Boy’s town had come to him.
The Aryan put the truck in gear and pulled away from the curb, turning at the next corner to bypass boy’s town and wend his way toward the Trans-Canada Highway. He had a long night’s drive ahead of him, up the Fraser River and the Fraser Canyon to the pigsticker waiting in the Cariboo mine.
Angel of Death
Berlin
April 3, 1945
Entering Hitler’s bunker was like descending into the
claustrophobic confines of a cement submarine. It reminded the SS general of the tight squeeze Wolf Pack crews had to endure on torpedo runs under cold Atlantic waves, cut off physically and mentally from surface reality.
Firebombs devastated Berlin up there.
Down here, utensils rattled.
The Führerbunker was an underground tomb on two levels. Behind the bulkhead that separated it from Kannenberg Alley, where the guards had confiscated Streicher’s pistol and his sons’ daggers, were the upper-level servants’ quarters. A long oak table laden with food, cognac, wine, and bottled beer ran the length of the central dining passage. The aromas from the hearty German cooking prepared in the kitchen still lingered in the stuffy recycled air. Single file, the general and his sons skirted one side of the table, where several drunks slept off the booze with their flushed faces cradled in their arms, and made for the spiral staircase at the opposite end.
Clang …
Clang …
Clang …
The general’s jackboots stomped down the dozen wrought-iron steps.
The lower level continued under the chancellery garden. As this was the innermost sanctum, and Hitler rarely left it, another team of armed sentries guarded the steel door through the last bulkhead. Beyond this point, rumor was, lunatics ran the asylum.

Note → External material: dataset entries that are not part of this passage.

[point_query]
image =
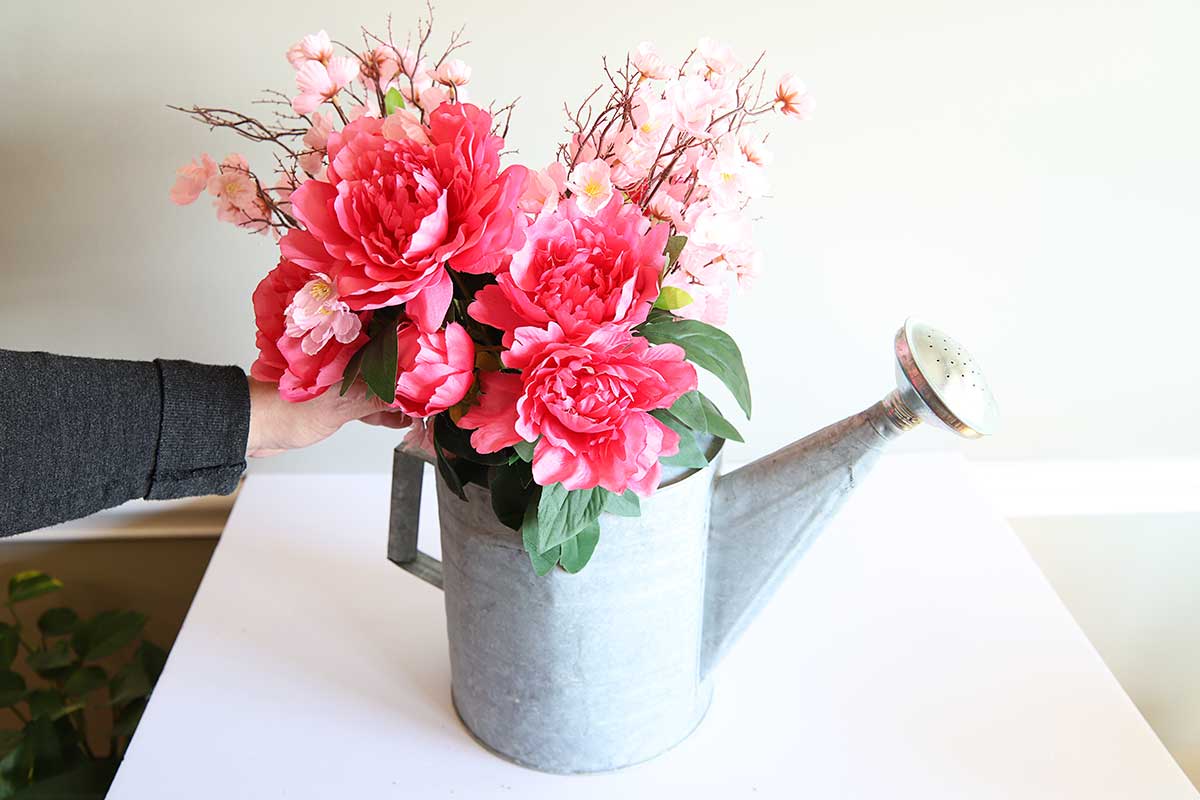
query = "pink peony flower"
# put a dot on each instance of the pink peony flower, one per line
(543, 188)
(433, 370)
(316, 316)
(192, 179)
(313, 47)
(319, 83)
(792, 97)
(282, 358)
(579, 272)
(586, 404)
(397, 212)
(592, 184)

“General, der Chef is waiting for you,” a voice chastised Streicher as he and his sons stepped past the point of no return. If there was a meat hook waiting for him in the torture chamber at Gestapo HQ, he would soon know. “I see you’ve come dressed for the occasion,” said Martin Bormann, head of the Nazi Party chancellery and Hitler’s private secretary.
“He is the führer,” Streicher replied.
“Follow me.”
With the Reich crumbling around them and fear of traitors lurking everywhere now that the Nazis’ Kriegsglück—war luck—had all but run out, the SS general and his sons had dressed up to remind the führer of his glory days. After a downtrodden cavalcade of wartorn, bloodstained officers reporting military defeats in field gray battledress, would Hitler not yearn to feast his eyes on the black dress uniform of his SS elite? And—even though it was unseasonable attire for the first week of April—would not the summer uniform of his Hitler Youth, a version of what Nazi Brownshirts had worn during their climb to power, warm his heart?